MY first thought was, he lied in every word,
That hoary cripple, with malicious eye
Askance to watch the working of his lie
On mine, and mouth scarce able to afford
Suppression of the glee, that purs’d and scor'd
Its edge, at one more victim gain’d thereby.
What else should he be set for, with his staff?
What, save to waylay with his lies, ensnare
All travellers who might find him posted there,
And ask the road? I guess’d what skull-like laugh
Would break, what crutch ’gin write my epitaph
For pastime in the dusty thoroughfare,
As for the grass, it grew as scant as hair
In leprosy; thin dry blades prick’d the mud
Which underneath look’d kneaded up with blood.
One stiff blind horse, his every bone a-stare,
Stood stupefied, however he came there:
Thrust out past service from the devil’s stud!
Alive? he might be dead for aught I know,
With that red, gaunt and collop’d neck a-strain,
And shut eyes underneath the rusty mane;
Seldom went such grotesqueness with such woe;
I never saw a brute I hated so;
He must be wicked to deserve such pain.
Not it! I fancied Cuthbert’s reddening face
Beneath its garniture of curly gold,
Dear fellow, till I almost felt him fold
An arm in mine to fix me to the place,
That way he us’d. Alas, one night’s disgrace!

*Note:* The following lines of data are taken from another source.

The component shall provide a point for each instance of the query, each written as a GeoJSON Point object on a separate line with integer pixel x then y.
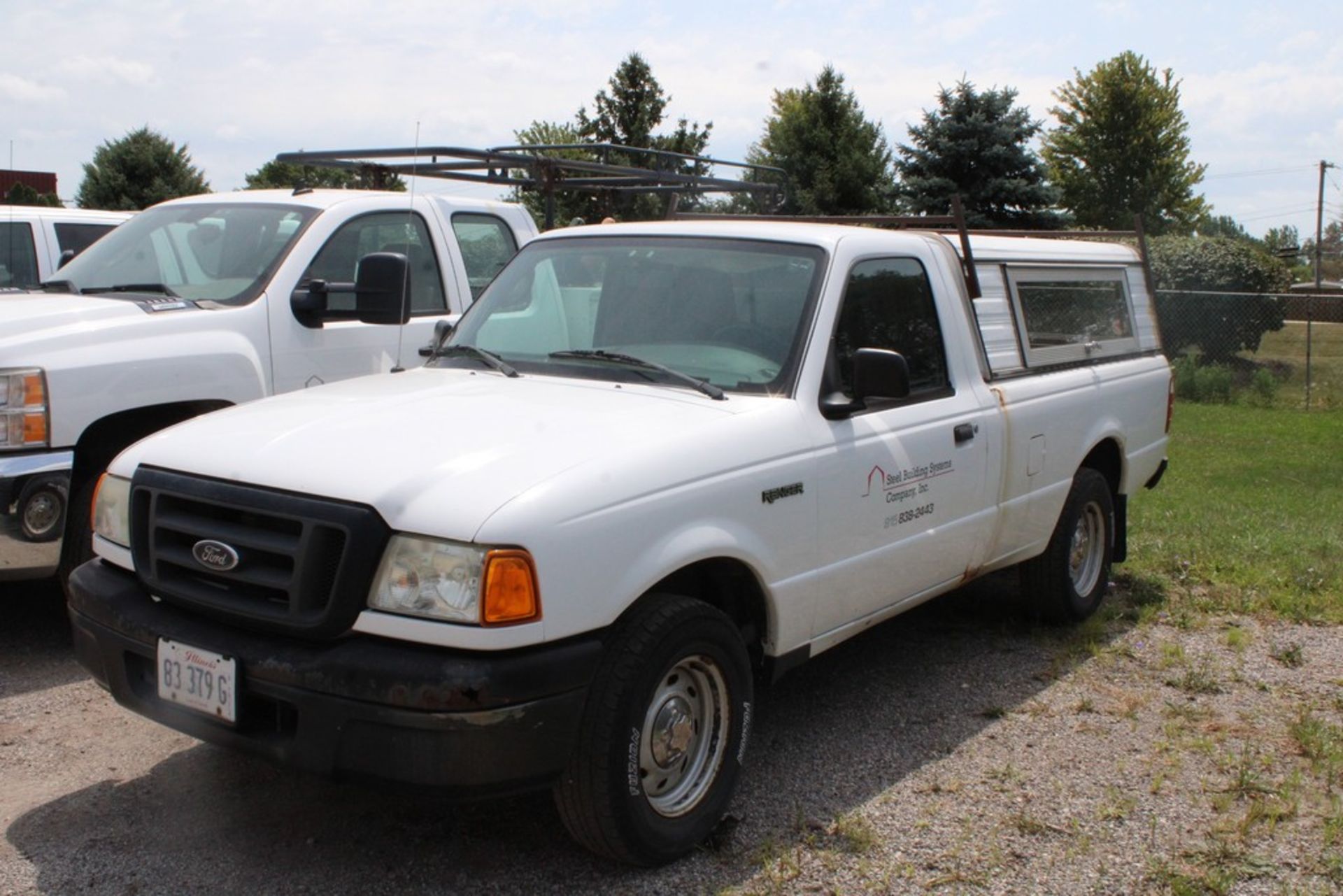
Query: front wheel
{"type": "Point", "coordinates": [1068, 581]}
{"type": "Point", "coordinates": [42, 508]}
{"type": "Point", "coordinates": [662, 734]}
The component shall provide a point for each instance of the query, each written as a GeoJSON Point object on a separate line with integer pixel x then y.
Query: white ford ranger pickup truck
{"type": "Point", "coordinates": [204, 303]}
{"type": "Point", "coordinates": [652, 461]}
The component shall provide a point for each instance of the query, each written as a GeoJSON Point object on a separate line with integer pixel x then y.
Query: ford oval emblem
{"type": "Point", "coordinates": [214, 555]}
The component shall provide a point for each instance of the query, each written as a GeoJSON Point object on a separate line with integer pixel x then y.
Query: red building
{"type": "Point", "coordinates": [43, 182]}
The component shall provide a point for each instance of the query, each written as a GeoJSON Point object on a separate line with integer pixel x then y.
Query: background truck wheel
{"type": "Point", "coordinates": [1068, 581]}
{"type": "Point", "coordinates": [42, 508]}
{"type": "Point", "coordinates": [662, 734]}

Out went my heart’s new fire and left it cold.
It's funny to me - because Roland and Susannah both take the verses to be something so immediate - the horse literally being the old horse Lippy, Joe Collins's steed, who dies shortly after their reading the verses. I believe the stanzas were chosen to represent Roland and his infinite quest of misery! It is Roland who lies to his friends to serve a cause, it is Roland who winds stupefied at the waystation in the desert chasing the man in black time and time again, fed by his addiction.
Or I could be delusional and it's not meant to be thought of so deeply lol. I just think this interpretation gives an ending, Roland stuck in his infinite loop.